US sanctions 8 crypto wallets tied to Garantex, Houthis

The US Treasury Department sanctioned eight cryptocurrency wallet addresses linked to Russian crypto exchange Garantex and the Houthis.

The United States Office of Foreign Assets Control (OFAC) sanctioned eight crypto addresses that data from blockchain forensic firms Chainalysis and TRM Labs had linked to the organizations. Two are deposit addresses at major crypto platforms, while the other six are privately controlled.

Russia, Terrorism, Sanctions, Money Laundering

Visualization of transaction flow related to OFAC sanctions. Source: Chainalysis

The addresses in question reportedly moved nearly $1 billion worth of funds linked to sanctioned entities. Most of the transactions funded Houthi operations in Yemen and the Red Sea region.
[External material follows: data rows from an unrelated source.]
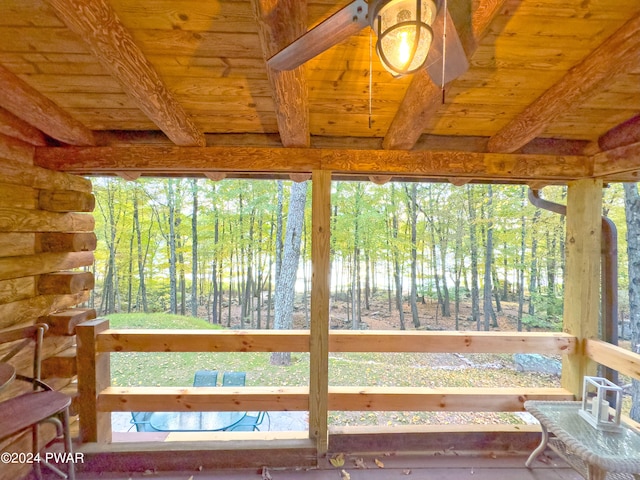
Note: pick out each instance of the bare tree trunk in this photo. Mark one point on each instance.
(523, 232)
(413, 214)
(473, 240)
(397, 274)
(173, 287)
(488, 260)
(534, 262)
(194, 249)
(285, 286)
(632, 210)
(136, 223)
Slava Demchuk, a crypto-focused money laundering specialist and United Nations Office on Drugs and Crime consultant told Cointelegraph that “the inclusion of Houthi-linked wallets reflects a broader recognition of crypto’s role in geopolitical conflicts and terrorism financing.” He added:

“The implications are far-reaching — compliance frameworks must adapt swiftly, attribution efforts will intensify, and decentralized platforms may face increased scrutiny.“

Demchuk highlighted that the situation reshapes the regulatory landscape. According to him, crypto “is now firmly within the scope of international security.

Who are the Houthis?

The Houthis, also known as Ansar Allah, are a Yemeni political and armed movement that emerged from the Zaidi Shia community. Originating as a revivalist and reformist group, they later became a major force in Yemen’s ongoing conflict.

Related: US DOJ says it seized Hamas crypto meant to finance terrorism

In recent years, the Houthis have engaged in attacks against both military and civilian vessels in the Red Sea with missiles and drones. In January, US President Donald Trump designated the group as a foreign terrorist organization.

The announcement noted that “the Houthis’ activities threaten the security of American civilians and personnel in the Middle East, the safety of our closest regional partners, and the stability of global maritime trade.” The group was recently struck by a US bombing campaign.

Related: Binance claims’ no special relationship’ with Hamas, argues to dismiss lawsuit

Garantex: Russia’s crypto laundromat

Garantex is a Russian crypto exchange that was sanctioned and shut down in early March after purportedly helping money-laundering efforts. At the time, Tether — the leading stablecoin operator and issuer of USDt — froze $27 million in USDt on the platform, forcing it to halt operations.

The platform has reportedly shifted millions of dollars as it sought to reboot under its new brand, “Grinex.

In mid-March, officials with India’s Central Bureau of Investigation announced the arrest of Lithuanian national Aleksej Bešciokov, who was alleged to have operated the cryptocurrency exchange Garantex.

The arrest of the alleged Garantex founder was based on US charges of conspiracy to commit money laundering, conspiracy to operate an unlicensed money-transmitting business and conspiracy to violate the International Emergency Economic Powers Act.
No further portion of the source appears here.